BEHIND THE FIGURES EXHIBITION - SEPTEMBER 2026

The Just Saying Project invites visual artists to respond to original body image research for Behind the Figures — a selling exhibition marking JSP's tenth anniversary of community exhibitions.

78 women shared their experiences of body image in a survey conducted by the project. The findings reveal a complex, often contradictory relationship with embodiment — shaped early by culture, intensified by media, and most softened by function, safety, and connection rather than appearance.

We warmly encourage submissions from First Nations artists and artists from culturally and linguistically diverse backgrounds. Experiences of body image are shaped by culture, history, and community, and we seek work that reflects this breadth.

FULL CREATIVE BRIEF HERE

THE RESEARCH

    • 65% of participants have avoided a life event, photograph, or opportunity because of how they felt about their appearance — including weddings, professional opportunities, photographs, and intimacy.

    • 35.9% have never told themselves “I am beautiful”.

    • The average body confidence score was 5.37 out of 10 — a community almost split down the middle.

    • Body shame was most first felt between ages 6 and 13, triggered by family comments, peer teasing, puberty, and media imagery.

    • Only 1 in 13 women feel that women in media genuinely reflect real women’s bodies and stories.

    • 54% feel pressure from social media and advertising to look a certain way.

    • Participants described beauty standards as cyclical and contradictory — the trends change but the pressure stays.

    • 74.4% feel empowered by what their body has done (rather than how it looks) — referencing childbirth, illness recovery, physical endurance, and simply continuing through difficulty.

    • When asked what their most beautiful quality would be if beauty were not about appearance, participants named: kindness, empathy, presence, authenticity, compassion, energy, and resilience.

    • 68% experience body positivity as complicated or demanding— the desire is not for celebration, but for permission to feel neutral, human, and inconsistent.

WHAT WE’RE LOOKING FOR

We invite artists to create work that responds to any dimension of this research. You do not need to address every finding — a single statistic, a single participant voice, or a single tension within the data may be enough to anchor a powerful work.
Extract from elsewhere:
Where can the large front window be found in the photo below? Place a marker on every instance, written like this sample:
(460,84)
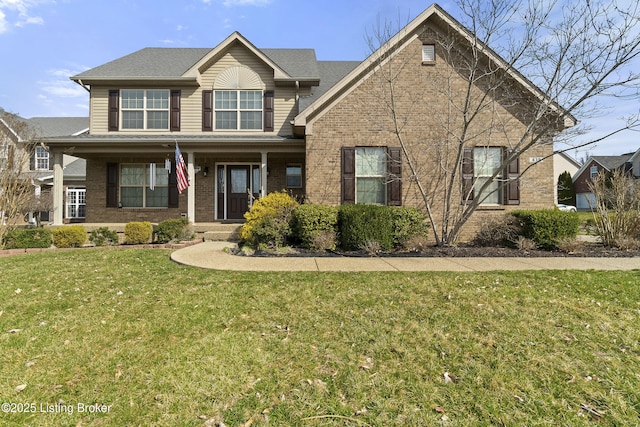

We welcome submissions across all visual art forms, including but not limited to:

  • Painting, drawing, and printmaking

  • Photography and lens-based work

  • Sculpture and installation

  • Textiles, fibre art, and wearable work

  • Digital and new media art

  • Mixed media and collage

  • Ceramics and object-based practice

We are particularly interested in work that is data-informed but emotionally led — work that treats the research as a starting point for creative interpretation, not a set of facts to illustrate. We value authenticity, lived experience, and artistic risk.